If all goes according to plan, Costa Nursery Farms will service the Southeastern portion of the state and Alpha Foliage will handle operations in the Southwest. Knox Nursery was picked to oversee production in Central Florida, while Hackney Nursery Company and Chestnut Hill Tree Farm are expected to grow, respectively, in the Northeast and Northwest portion of the state.
Although the news of this action should signal the launch of the program in the near future, it will undoubtedly be a long time before patients get their hands on medical marijuana products. That’s because the chosen nurseries must now prove to the state that they are dedicated to obtaining a license. All of them have been given 10 days to post a $5 million bond as a promise to participate. If any fail to meet this requirement, the next ranking nursery will get an opportunity to step in.
The nurseries have been given 75 days to request “cultivation authorization,” and 210 days to begin growing once approval has been granted. Therefore, it is conceivable that Florida’s Charlotte’s Web production is not likely to get underway until around June of 2016. Considering the potential construction of special grow facilities and harvest times, it is doubtful that qualified patients will be purchasing medical marijuana before the beginning of 2017. An estimated 20,000 patients were told they would have access to low-THC products by January 1, 2016. So what’s another year, right?
Fortunately, a group of Florida marijuana activists called United for Care are on track to put an initiative aimed at legalizing a full-scale medical marijuana program on the ballot in 2016. From the way it looks, the group’s follow-up to last year’s narrowly defeated “Amendment 2” has a better chance of passing in the next election than the state’s Charlotte’s Web program does of ever getting off the ground.
As it stands, United for Care has bypassed all of its opposing forces, with none of the organizations that took a stand against the ballot measure in 2014 challenging it in the Supreme Court again this year. Not even Attorney General Pam Bondi, one of the state’s grizzliest pot-hating officials, has dared go before the state’s highest court once more in 2015 to contest the issue of allowing the group’s medical marijuana proposal from moving forward.

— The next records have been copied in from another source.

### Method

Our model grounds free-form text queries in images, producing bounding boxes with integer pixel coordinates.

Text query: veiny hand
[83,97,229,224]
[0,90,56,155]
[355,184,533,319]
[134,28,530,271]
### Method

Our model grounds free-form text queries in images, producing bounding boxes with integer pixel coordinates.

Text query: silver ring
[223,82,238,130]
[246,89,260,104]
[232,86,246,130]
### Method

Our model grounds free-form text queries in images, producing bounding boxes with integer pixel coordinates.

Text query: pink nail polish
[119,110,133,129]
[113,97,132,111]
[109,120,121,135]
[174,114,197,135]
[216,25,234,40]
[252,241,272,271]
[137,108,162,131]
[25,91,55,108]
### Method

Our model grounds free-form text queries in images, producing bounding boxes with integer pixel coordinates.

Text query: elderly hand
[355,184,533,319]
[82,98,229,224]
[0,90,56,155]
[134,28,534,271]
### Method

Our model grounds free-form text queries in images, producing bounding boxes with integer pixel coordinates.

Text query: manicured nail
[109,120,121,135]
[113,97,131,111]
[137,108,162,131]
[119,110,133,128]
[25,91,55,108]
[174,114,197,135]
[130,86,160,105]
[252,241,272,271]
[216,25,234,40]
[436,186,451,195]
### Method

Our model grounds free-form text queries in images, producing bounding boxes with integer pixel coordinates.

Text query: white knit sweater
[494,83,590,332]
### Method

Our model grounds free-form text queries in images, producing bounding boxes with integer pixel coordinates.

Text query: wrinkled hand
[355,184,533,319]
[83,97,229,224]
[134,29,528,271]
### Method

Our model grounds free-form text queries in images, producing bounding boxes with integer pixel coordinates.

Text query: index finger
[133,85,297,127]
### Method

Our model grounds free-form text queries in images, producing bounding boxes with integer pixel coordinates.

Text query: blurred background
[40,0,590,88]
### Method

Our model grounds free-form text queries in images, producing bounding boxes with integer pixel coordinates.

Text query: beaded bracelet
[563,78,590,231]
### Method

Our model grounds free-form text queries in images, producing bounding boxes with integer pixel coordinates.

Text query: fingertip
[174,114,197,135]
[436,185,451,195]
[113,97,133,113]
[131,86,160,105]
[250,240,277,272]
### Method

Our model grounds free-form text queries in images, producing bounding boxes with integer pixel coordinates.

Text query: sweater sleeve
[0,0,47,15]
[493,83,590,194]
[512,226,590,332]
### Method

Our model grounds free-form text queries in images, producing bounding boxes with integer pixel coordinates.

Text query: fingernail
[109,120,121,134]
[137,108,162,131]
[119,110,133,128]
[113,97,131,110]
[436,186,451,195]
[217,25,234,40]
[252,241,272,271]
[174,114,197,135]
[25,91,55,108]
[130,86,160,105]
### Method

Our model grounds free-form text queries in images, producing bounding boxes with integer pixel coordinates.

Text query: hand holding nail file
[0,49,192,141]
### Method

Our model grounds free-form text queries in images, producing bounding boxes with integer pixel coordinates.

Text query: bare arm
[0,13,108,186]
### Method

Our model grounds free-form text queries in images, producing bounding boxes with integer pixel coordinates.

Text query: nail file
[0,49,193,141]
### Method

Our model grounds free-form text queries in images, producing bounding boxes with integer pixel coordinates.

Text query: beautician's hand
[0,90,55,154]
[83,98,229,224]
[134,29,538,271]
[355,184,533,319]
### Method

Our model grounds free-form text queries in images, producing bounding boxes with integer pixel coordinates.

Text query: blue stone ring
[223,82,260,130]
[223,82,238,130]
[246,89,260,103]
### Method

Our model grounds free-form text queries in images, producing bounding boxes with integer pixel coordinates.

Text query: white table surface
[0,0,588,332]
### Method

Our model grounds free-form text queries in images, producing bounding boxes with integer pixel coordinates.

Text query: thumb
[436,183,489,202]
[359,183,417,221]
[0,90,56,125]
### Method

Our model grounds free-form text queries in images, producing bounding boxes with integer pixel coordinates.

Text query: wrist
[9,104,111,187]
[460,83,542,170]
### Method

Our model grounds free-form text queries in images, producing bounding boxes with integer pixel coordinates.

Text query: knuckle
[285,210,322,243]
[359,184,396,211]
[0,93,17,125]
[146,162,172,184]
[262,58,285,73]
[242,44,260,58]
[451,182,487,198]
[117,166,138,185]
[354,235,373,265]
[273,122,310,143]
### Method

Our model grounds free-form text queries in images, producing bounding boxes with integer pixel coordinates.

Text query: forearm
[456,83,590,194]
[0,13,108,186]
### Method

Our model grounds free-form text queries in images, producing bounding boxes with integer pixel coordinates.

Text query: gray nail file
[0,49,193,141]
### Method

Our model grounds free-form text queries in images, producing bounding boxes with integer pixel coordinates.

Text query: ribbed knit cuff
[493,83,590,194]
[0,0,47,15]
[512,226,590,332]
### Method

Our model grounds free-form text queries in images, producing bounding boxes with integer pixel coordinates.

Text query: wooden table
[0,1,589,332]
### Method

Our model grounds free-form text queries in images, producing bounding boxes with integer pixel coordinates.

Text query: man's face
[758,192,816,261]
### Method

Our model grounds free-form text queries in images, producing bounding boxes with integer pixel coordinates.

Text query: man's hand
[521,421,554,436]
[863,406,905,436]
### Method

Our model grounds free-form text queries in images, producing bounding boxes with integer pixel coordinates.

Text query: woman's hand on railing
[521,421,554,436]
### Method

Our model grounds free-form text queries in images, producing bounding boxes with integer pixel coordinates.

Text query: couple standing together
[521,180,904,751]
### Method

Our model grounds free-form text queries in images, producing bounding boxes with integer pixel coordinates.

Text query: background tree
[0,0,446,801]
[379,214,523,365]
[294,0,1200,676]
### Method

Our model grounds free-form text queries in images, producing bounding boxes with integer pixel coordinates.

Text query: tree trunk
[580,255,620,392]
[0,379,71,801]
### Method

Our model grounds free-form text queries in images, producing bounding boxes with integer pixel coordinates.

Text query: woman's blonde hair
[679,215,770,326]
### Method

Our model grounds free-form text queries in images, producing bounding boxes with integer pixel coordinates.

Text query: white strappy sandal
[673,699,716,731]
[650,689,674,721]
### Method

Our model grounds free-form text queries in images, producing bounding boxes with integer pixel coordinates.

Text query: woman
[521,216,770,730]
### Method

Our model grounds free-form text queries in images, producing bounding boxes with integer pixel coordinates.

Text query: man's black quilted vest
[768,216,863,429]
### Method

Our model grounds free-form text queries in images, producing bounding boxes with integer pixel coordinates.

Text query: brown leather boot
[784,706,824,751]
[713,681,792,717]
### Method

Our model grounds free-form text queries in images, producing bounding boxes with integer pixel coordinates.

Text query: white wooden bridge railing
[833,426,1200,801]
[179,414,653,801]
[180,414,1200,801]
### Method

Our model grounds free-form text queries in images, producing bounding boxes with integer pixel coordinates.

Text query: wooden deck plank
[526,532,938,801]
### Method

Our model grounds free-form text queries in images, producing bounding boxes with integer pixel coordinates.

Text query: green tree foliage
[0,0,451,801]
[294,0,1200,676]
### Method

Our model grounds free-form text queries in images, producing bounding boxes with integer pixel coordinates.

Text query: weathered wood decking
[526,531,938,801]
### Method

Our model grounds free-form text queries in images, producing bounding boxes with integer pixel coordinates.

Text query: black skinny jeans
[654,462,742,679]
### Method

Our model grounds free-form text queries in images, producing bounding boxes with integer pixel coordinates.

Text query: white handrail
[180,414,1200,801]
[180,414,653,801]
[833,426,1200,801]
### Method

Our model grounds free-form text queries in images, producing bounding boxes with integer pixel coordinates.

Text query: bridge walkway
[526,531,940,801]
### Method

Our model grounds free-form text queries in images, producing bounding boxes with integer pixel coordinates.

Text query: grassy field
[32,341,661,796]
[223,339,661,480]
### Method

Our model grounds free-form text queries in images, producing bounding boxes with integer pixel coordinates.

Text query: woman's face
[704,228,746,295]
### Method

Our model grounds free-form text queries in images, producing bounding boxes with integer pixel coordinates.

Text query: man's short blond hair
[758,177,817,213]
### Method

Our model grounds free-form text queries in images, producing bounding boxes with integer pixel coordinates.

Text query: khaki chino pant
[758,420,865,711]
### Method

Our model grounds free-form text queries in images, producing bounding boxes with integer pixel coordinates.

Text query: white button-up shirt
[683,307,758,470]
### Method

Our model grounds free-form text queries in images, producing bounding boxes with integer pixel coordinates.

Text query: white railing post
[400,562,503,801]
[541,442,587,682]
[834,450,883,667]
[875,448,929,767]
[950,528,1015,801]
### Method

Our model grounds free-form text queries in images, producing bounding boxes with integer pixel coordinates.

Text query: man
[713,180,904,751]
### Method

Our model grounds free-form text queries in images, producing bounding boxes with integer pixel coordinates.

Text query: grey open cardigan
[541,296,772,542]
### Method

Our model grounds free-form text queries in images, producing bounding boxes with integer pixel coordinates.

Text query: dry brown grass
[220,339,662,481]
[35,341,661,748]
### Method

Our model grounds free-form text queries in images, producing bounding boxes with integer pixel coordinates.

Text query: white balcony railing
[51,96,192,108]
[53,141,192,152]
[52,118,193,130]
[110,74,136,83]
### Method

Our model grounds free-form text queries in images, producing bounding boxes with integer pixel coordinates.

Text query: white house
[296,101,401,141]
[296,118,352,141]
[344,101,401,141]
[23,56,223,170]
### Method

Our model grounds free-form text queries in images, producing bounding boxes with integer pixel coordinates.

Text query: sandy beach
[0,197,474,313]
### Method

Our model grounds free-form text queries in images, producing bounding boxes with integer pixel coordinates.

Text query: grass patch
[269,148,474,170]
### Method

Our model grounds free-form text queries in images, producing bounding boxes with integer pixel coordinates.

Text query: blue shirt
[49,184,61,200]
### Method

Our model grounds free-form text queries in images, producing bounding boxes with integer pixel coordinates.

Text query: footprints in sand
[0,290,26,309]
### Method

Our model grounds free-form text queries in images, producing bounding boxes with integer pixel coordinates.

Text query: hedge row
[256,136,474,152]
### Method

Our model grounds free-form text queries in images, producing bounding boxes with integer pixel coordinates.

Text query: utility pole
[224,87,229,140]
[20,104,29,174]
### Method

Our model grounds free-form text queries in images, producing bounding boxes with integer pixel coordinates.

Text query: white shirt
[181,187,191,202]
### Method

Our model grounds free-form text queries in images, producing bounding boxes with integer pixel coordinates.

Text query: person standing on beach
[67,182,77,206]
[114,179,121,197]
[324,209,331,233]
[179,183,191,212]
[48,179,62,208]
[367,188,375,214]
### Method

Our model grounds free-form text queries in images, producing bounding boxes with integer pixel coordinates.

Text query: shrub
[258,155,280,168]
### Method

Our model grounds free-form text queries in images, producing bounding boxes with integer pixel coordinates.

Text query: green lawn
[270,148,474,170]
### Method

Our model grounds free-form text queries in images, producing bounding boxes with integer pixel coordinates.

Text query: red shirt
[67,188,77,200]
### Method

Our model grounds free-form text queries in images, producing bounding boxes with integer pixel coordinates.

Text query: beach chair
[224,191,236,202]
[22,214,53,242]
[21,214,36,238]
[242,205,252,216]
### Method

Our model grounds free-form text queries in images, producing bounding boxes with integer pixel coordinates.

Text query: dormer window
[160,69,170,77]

“Based on the Court’s decision in 2014, I have not filed a legal challenge to the current amendment, but my concerns with it are the same,” Bondi said in a statement.
Because of this, the Supreme Court revealed last week that it had cancelled a hearing for the group’s latest initiative slated for the first week of December. They will now simply review United for Care’s proposal to make sure the language is understandable to the average voter. Once it is approved, the group will have until February 2016 to collect the remaining 346,000 to earn a spot on the ballot in November.
So, it is reasonable to consider that Florida voters will head to the polls next year to approve a comprehensive medical marijuana plan before any of the five growers selected to supply the state with Charlotte’s Web get their initial crop out of the ground.